Construction of Editing Reaction Peptide Expression Plasmids

[0125] As mentioned above, the beta-subunit of PheRS consists of B1, B2, B3/4, B5, B6/7, and B8 domains, and the B3/4 domain is an editing reaction domain.

[0126] In the beta-subunit of PheRS, the B6/7 and B8 domains is placed separately from the B3/4 domain because of the three-dimensional structure. Further, it is believed that there is no fixed structure formed between the B5 domain and the B6/7 domain.

[0127] In view of this, the present example uses, as an editing polypeptide, a polypeptide fragment (hereinafter referred to as "editing reaction peptide") including the B3/4 domain, and as such, does not include the B6/7 domain and the B8 domain.

[0128] With use of the genome DNA of E. coli, the genome DNA of T. thermophilus, and the genome DNA of P. horikoshii as templates, a DNA fragment coding for the BH to B5 domains (B1-B5) of the beta-subunit of PheRS of each living organism, a DNA fragment coding for the BH to B3/4 domains (B1-B3/4) of the beta-subunit, a DNA fragment coding for the B3/4 to B5 domains (B3/4-B5) of the beta-subunit, and a DNA fragment coding for only the B3/4 domain of the beta-subunit were amplified by PCR.

[0129] Specifically, the 1st to 475th amino-acid residues of the amino-acid sequence of the beta-subunit of PheRS of E. coli, the 1st to 403rd amino-acid residues of the amino-acid sequence, the 188th to 475th amino-acid residues of the amino-acid sequence, and the 188th to 403rd amino-acid residues of the amino-acid sequence were used as B1-B5, B1-B3/4, B3/4-B5, and B3/4, respectively. The amino-acid sequence is represented by SEQ. ID. NO: 52.

[0130] As for PheRS of T. thermophilus, the 1st to 473rd amino-acid residues of the amino-acid sequence of the beta-subunit of PheRS of T. thermophilus, the 1st to 401st amino-acid residues of the amino-acid sequence, the 190th to 473rd amino-acid residues of the amino-acid sequence, and the 190th to 401st amino-acid residues of the amino-acid sequence were used as B1-B5, B1-B3/4, B3/4-B5, and B3/4, respectively.

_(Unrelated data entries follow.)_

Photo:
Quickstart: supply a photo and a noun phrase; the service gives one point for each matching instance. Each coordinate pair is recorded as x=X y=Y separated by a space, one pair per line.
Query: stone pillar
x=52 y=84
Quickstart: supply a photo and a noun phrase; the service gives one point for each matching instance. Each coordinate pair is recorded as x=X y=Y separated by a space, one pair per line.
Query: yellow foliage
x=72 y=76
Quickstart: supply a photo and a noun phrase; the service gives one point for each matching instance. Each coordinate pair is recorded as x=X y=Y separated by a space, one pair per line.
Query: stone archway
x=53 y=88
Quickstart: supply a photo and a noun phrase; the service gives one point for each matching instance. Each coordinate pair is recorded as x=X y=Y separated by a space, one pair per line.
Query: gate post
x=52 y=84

The amino-acid sequence is represented by SEQ. ID. NO: 53.

[0131] As for PheRS of P. horikoshii, the 1st to 353rd amino-acid residues of the amino-acid sequence of the beta-subunit of PheRS of P. horikoshii, the 1st to 280th amino-acid residues of the amino-acid sequence, the 83rd to 353rd amino-acid residues of the amino-acid sequence, and the 83rd to 280th amino-acid residues of the amino-acid sequence were used as B1-B5, B1-B3/4, B3/4-B5, and B3/4, respectively. The amino-acid sequence is represented by SEQ. ID. NO: 54.

[0132] The DNA fragments coding for their respective domains of E. coli were amplified as follows. Specifically, the DNA fragment coding for B1-B5 was amplified by PCR with use of primers Ec-B1-F (SEQ. ID. NO: 55) and Ec-B5-R (SEQ. ID. NO: 56). The DNA fragment coding for B1-B3/4 was amplified by PCR with use of primers Ec-B1-F and Ec-B3/4-R (SEQ. ID. NO: 57). The DNA fragment coding for B3/4-B5 was amplified by PCR with use of primers Ec-B3/4-F (SEQ. ID. NO: 58) and Ec-B5-R. The DNA fragment coding for B3/4 was amplified by PCR with use of primers Ec-B3/4-F and Ec-B3/4-R.

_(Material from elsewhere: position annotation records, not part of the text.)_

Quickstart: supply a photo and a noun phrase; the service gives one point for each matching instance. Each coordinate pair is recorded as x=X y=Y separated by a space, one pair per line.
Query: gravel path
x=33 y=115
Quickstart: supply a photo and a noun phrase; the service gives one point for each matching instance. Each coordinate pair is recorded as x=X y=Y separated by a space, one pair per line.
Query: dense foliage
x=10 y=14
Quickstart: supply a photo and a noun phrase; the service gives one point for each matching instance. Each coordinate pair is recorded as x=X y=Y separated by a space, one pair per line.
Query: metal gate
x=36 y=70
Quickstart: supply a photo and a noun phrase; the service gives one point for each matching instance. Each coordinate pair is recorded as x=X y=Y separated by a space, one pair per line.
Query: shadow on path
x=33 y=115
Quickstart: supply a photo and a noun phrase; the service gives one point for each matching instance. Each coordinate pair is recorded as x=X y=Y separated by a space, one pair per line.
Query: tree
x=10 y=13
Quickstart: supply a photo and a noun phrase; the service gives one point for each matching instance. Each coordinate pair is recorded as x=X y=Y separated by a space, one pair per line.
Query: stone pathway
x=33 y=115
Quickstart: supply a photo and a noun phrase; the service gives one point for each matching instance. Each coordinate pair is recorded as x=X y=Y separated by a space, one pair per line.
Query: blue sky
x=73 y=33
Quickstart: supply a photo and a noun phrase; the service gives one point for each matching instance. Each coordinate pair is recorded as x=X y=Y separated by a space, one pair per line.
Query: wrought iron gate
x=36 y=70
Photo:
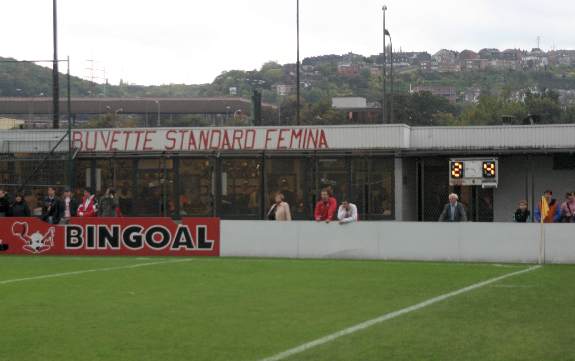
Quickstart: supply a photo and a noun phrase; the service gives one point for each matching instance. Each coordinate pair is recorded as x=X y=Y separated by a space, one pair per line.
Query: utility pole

[0133] The DNA fragments coding for their respective domains of T. thermophilus were amplified as follows. Specifically, the DNA fragment coding for B1-B5 was amplified by PCR with use of primers Tt-B1-F (SEQ. ID. NO: 59) and Tt-B5-R (SEQ. ID. NO: 60). The DNA fragment coding for B1-B3/4 was amplified by PCR with use of primers Tt-B1-F and Tt-B3/4-R (SEQ. ID. NO: 61). The DNA fragment coding for B3/4-B5 was amplified by PCR with use of primers Tt-B3/4-F (SEQ. ID. NO: 62) and Tt-B5-R. The DNA fragment coding for B3/4 was by PCR amplified with use of primers Tt-B3/4-F and Tt-B3/4-R.

[0134] The DNA fragments coding for their respective domains of P. horikoshii were amplified as follows. Specifically, the DNA fragment coding for B1-B5 was amplified by PCR with use of primers Ph-B1-F (SEQ. ID. NO: 63) and Ph-B5-R (SEQ. ID. NO: 64). The DNA fragment coding for B1-B3/4 was amplified by PCR with use of primers Ph-B1-F and Ph-B3/4-R (SEQ. ID. NO: 65). The DNA fragment coding for B3/4-B5 was amplified by PCR with use of primers Ph-B3/4-F (SEQ. ID. NO: 66) and Ph-B5-R. The DNA fragment coding for B3/4 was amplified by PCR with use of primers Ph-B3/4-F and Ph-B3/4-R.

[0135] In each case, PCR was carried out under the following thermocycling conditions: 98.degree. C. for 1 minute; 98.degree. C. for 10 seconds, 54.degree. C. for 30 seconds, and 72.degree. C. for 1 minute (25 cycles). The DNA polymerase used was Phusion High-Fidelity DNA Polymerase (NEB, Inc.).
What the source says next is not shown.